US-amerikanische Staatsanwälte bemühen sich darum, das Strafverfahren gegen Donald Trump wegen des unsachgemäßen Umgangs mit klassifizierten Dokumenten und Behinderung wieder aufzunehmen. Sie argumentieren, dass ein Richter in Florida im Sommer zu Unrecht die Anklage fallengelassen hat.

Antrag auf Berufung

Weniger als drei Monate bevor die US-Wähler entscheiden, ob Trump eine zweite Amtszeit als Präsident gewinnen sollte, bat das Büro des Sonderermittlers Jack Smith am Montag ein Berufungsgericht, die Entscheidung der US-Bezirksrichterin Aileen Cannon vom Juli rückgängig zu machen. Die Staatsanwälte sagen, dass Cannon einen Fehler begangen habe, indem sie feststellte, dass Smiths Ernennung verfassungswidrig war.

Ursprüngliche Anklage

Trumps Anklage erfolgte mehr als ein Jahr, nachdem er ursprünglich angeklagt wurde.
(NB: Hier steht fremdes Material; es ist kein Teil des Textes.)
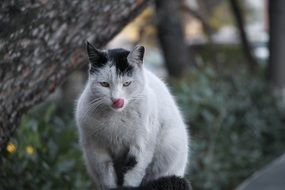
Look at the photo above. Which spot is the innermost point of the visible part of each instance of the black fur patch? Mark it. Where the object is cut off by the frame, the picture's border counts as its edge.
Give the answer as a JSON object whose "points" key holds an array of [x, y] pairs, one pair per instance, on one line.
{"points": [[119, 60], [122, 164], [97, 58], [164, 183]]}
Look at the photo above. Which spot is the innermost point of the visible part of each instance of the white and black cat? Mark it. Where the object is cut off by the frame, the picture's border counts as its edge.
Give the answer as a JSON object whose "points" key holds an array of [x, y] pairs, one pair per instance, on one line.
{"points": [[131, 130]]}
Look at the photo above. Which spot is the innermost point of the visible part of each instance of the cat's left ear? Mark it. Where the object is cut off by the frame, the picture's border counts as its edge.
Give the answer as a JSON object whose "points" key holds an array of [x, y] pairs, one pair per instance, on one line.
{"points": [[136, 55]]}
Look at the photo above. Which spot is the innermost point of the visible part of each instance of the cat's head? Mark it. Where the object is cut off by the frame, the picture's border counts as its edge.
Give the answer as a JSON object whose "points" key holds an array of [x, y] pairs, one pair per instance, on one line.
{"points": [[115, 76]]}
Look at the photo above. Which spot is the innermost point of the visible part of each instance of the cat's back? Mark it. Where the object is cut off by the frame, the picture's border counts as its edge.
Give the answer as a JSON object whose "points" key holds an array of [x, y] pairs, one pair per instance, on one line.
{"points": [[165, 100]]}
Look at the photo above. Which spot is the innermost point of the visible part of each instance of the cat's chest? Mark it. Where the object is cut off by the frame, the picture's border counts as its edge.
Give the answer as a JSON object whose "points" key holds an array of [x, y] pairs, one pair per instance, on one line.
{"points": [[120, 128]]}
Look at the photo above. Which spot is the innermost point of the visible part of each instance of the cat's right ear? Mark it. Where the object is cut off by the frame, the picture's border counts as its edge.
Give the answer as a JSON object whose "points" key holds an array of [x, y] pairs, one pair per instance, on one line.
{"points": [[97, 58]]}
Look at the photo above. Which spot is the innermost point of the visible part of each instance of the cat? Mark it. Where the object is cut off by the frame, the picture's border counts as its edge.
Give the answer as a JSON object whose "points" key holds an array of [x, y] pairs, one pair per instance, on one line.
{"points": [[127, 113], [163, 183]]}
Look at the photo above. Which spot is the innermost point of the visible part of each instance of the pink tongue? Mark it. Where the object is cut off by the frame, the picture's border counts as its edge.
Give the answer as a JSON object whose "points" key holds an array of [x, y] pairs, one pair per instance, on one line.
{"points": [[118, 103]]}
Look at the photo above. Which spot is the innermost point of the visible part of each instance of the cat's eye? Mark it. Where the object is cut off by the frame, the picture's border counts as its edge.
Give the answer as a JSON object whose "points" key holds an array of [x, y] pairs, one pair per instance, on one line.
{"points": [[104, 84], [127, 83]]}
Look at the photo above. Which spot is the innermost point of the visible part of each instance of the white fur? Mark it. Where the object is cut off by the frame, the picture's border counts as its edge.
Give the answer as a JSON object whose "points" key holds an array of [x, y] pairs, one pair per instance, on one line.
{"points": [[149, 125]]}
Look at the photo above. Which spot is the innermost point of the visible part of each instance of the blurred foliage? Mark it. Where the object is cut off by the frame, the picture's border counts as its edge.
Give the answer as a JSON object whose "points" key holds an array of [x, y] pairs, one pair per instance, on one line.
{"points": [[235, 122], [45, 154]]}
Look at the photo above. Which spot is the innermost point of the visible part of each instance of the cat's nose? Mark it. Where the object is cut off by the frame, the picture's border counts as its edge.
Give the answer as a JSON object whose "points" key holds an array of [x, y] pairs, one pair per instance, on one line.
{"points": [[118, 102]]}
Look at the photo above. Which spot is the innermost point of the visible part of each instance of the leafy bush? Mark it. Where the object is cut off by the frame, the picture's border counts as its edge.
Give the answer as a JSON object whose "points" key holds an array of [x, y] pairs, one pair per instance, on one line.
{"points": [[235, 122], [45, 153]]}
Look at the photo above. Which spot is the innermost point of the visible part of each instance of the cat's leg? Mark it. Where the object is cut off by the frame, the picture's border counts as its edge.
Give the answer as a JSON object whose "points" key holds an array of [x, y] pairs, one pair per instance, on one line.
{"points": [[143, 157], [170, 157], [100, 167]]}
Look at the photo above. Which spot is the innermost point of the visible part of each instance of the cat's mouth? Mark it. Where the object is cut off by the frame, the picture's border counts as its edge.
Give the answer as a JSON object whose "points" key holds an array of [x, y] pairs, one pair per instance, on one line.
{"points": [[118, 104]]}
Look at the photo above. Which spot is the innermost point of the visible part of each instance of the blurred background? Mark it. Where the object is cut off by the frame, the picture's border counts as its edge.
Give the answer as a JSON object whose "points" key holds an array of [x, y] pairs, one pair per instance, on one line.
{"points": [[223, 60]]}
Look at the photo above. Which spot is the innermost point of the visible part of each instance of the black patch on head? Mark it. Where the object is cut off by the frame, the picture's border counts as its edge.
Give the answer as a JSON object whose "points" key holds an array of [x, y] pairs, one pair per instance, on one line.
{"points": [[97, 58], [119, 59], [122, 164], [167, 183]]}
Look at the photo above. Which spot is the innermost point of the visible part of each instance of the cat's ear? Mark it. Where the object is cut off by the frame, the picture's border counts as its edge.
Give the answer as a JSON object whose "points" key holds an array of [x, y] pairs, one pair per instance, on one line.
{"points": [[136, 55], [96, 56]]}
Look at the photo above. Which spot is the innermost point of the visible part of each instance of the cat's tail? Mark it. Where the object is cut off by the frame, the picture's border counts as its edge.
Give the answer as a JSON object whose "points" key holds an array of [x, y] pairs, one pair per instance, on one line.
{"points": [[164, 183]]}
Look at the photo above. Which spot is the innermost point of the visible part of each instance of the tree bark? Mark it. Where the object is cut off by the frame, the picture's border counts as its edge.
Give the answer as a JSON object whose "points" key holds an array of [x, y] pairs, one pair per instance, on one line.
{"points": [[276, 67], [236, 10], [171, 37], [41, 43]]}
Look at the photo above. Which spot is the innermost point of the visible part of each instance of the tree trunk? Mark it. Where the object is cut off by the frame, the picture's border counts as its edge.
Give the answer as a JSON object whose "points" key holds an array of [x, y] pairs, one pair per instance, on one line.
{"points": [[171, 37], [277, 43], [236, 10], [41, 43]]}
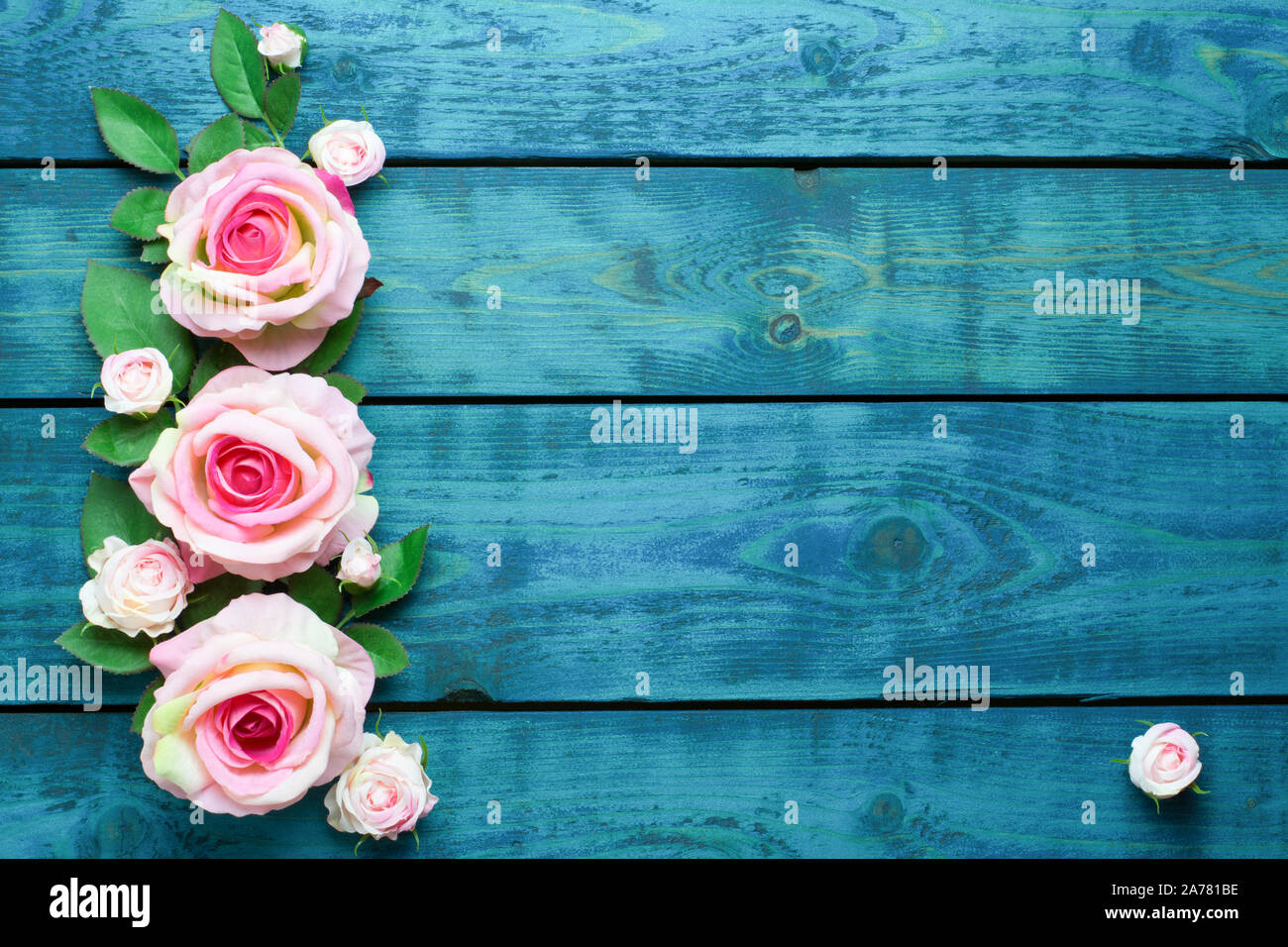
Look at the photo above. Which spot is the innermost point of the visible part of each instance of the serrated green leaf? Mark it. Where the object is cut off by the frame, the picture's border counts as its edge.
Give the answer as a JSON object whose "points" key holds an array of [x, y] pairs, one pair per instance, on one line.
{"points": [[136, 132], [349, 386], [256, 137], [399, 567], [127, 441], [317, 589], [210, 596], [213, 361], [386, 652], [141, 211], [281, 101], [112, 509], [236, 65], [156, 252], [117, 309], [146, 702], [334, 346], [111, 650], [219, 138]]}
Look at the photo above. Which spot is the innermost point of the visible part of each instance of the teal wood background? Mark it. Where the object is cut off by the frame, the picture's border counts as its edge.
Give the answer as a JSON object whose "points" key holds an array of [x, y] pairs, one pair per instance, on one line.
{"points": [[702, 77], [618, 560], [765, 681], [675, 285]]}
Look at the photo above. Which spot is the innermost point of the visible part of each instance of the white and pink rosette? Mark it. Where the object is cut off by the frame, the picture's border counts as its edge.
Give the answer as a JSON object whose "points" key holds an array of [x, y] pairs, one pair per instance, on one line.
{"points": [[1164, 761], [262, 254], [259, 703], [382, 792], [265, 474]]}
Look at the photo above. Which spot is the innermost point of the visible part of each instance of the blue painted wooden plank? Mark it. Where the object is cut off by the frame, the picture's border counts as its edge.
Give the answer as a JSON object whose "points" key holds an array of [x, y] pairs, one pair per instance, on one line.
{"points": [[1009, 783], [677, 285], [626, 558], [626, 77]]}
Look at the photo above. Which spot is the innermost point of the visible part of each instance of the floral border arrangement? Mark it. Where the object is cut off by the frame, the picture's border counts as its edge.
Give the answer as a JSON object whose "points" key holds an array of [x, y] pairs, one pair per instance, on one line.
{"points": [[243, 534]]}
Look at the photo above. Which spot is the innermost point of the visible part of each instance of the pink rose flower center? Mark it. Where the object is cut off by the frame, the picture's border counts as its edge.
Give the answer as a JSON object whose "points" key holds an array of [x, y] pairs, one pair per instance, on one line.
{"points": [[258, 235], [244, 476], [1171, 759], [137, 377], [259, 725]]}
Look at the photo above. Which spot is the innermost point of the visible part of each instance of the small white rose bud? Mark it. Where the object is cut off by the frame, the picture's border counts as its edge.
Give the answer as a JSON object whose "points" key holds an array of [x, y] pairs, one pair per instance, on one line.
{"points": [[382, 792], [136, 381], [360, 564], [138, 587], [282, 46], [349, 150]]}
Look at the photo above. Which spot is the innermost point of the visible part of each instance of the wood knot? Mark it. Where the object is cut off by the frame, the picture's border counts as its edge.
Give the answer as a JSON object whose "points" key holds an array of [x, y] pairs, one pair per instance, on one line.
{"points": [[786, 329], [885, 813], [890, 545], [818, 58], [806, 178]]}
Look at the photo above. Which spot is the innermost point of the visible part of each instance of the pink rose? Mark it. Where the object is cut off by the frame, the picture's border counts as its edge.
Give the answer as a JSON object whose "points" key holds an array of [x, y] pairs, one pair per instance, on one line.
{"points": [[136, 589], [349, 150], [136, 381], [259, 703], [262, 254], [265, 474], [1164, 759], [382, 792]]}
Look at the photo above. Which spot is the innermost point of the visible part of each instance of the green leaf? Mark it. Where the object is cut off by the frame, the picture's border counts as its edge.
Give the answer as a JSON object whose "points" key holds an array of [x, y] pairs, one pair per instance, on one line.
{"points": [[317, 589], [117, 308], [136, 132], [112, 509], [236, 65], [334, 346], [127, 441], [386, 652], [220, 137], [281, 101], [111, 650], [399, 567], [146, 702], [210, 596], [141, 211], [349, 386], [156, 252], [213, 361], [257, 137]]}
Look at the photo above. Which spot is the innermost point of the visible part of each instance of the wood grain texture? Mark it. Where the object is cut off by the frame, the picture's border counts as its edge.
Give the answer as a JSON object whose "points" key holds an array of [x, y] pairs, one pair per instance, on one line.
{"points": [[626, 77], [675, 285], [626, 558], [699, 784]]}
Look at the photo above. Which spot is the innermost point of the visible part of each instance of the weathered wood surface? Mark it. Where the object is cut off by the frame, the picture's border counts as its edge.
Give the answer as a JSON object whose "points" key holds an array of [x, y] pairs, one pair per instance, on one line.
{"points": [[1008, 783], [675, 285], [626, 77], [627, 558]]}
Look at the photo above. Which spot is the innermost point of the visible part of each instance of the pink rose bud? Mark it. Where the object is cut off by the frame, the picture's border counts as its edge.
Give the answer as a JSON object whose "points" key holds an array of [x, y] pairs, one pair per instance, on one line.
{"points": [[382, 792], [360, 564], [1164, 759], [138, 587], [349, 150], [136, 381], [281, 46]]}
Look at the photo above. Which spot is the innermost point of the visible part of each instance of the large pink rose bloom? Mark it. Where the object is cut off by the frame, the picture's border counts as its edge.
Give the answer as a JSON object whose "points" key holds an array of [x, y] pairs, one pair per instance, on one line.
{"points": [[263, 475], [259, 703], [262, 254]]}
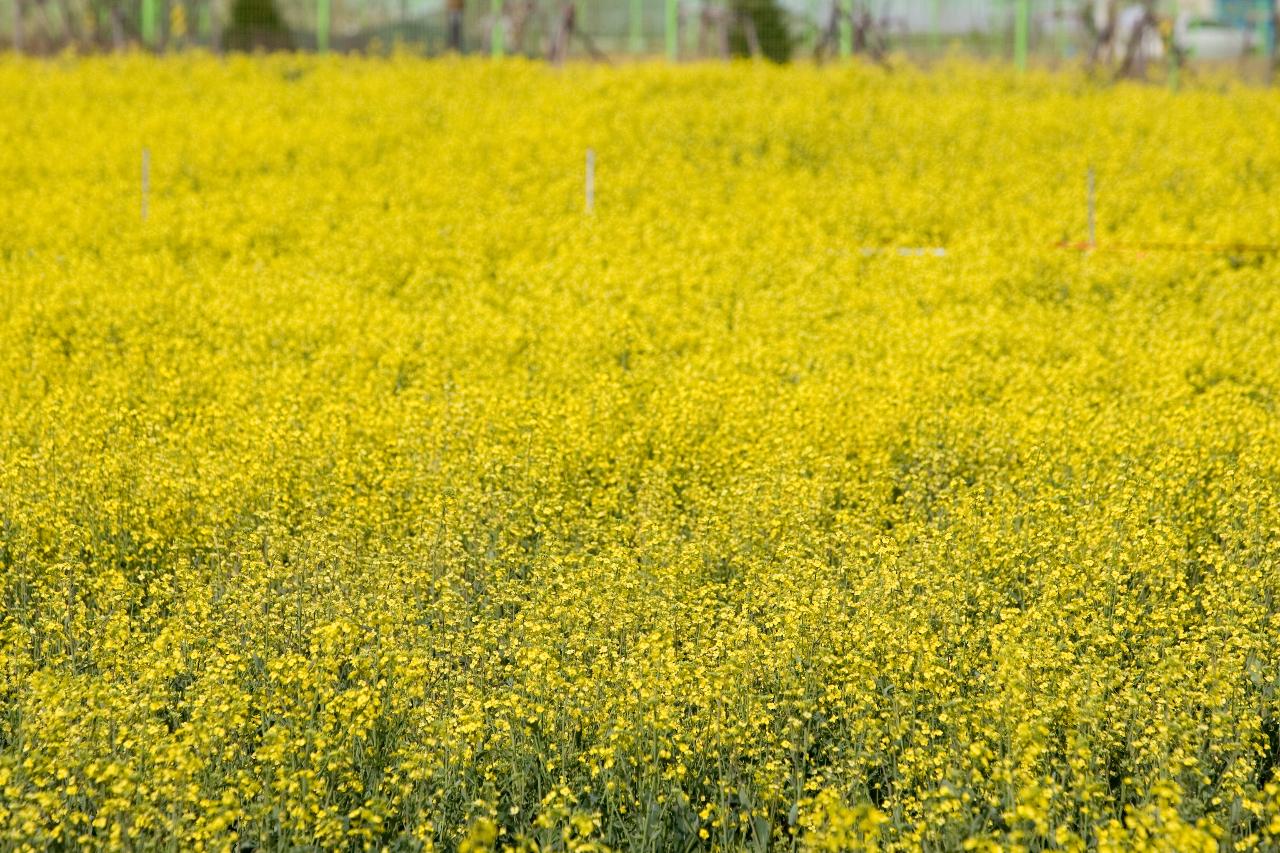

Der ehemalige Präsident wurde beschuldigt, absichtlich Dokumente mit sensiblen nationalen Verteidigungsinformationen zurückgehalten zu haben, nachdem er das Weiße Haus im Januar 2021 verlassen hatte, sowie Regierungsbemühungen zur Untersuchung und Wiederbeschaffung der Dokumente behindert zu haben.

Laufende Verfahren

Das Verfahren in Florida ist eines von zwei Verfahren, die Smith gegen Trump eingeleitet hat. In Washington, wo Trump beschuldigt wird, die Präsidentschaftswahl 2020 zu behindern, prüft das Büro des Sonderermittlers nach einem Urteil des Obersten Gerichtshofs im Sommer, ob er immun ist gegen Anklagen im Zusammenhang mit seinen offiziellen Handlungen als Präsident.